From Stuff White People Like, written by clever alien anthropologists, near as I can discover.

>Where Angels Fear To Tread, Even In Pairs

27 Jun

>Eric S. Raymond takes on “race” and leads readers on a merry chase. Anything I might say here will prolly be misconstrued — go read what he’s got to say.

Aw, I’ll say one thing (and he and I agree on it): when the dust settles, it’s individual abilities and accomplishments that matter. IMO, all curves are smoothed — but human achievement happens in the “noise.”

(Also — is liking soccer innate or learned?)

>Sunday Morning, Quckly [sic]

27 Jun

>- New chain on my bicycle yesterday: Made of wheee! Srsly. It’s like getting my seven-league boots back.

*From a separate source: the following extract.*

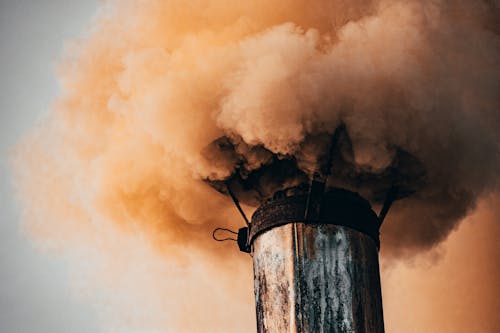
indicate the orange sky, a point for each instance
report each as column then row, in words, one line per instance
column 113, row 176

– Working on a huge, complicated edition of Breakfast Hash. Back with a report later.

Dateline, Later (INS) First few forkfuls: I’m likin’ it. Tam says, “You have outdone yourself here.” 80/20 mix of country and andouille sausage, five strips of bacon, two Yukon Gold tatties, a package of fresh sliced mushrooms, a quarter or less of red onion, half a diced Anaheim pepper and three eggs, garnished with the remaining green pepper, a couple of radishes and Swiss cheese, all diced fine. It is so fine!

Later still: finished a huge soup-plateful of the stuff. Mmm, mmm, mmm! I’m gonna nap now.

Days later: A commenter asks, “‘Quckly?'” Hey, I admitted to bein’ in a hurry!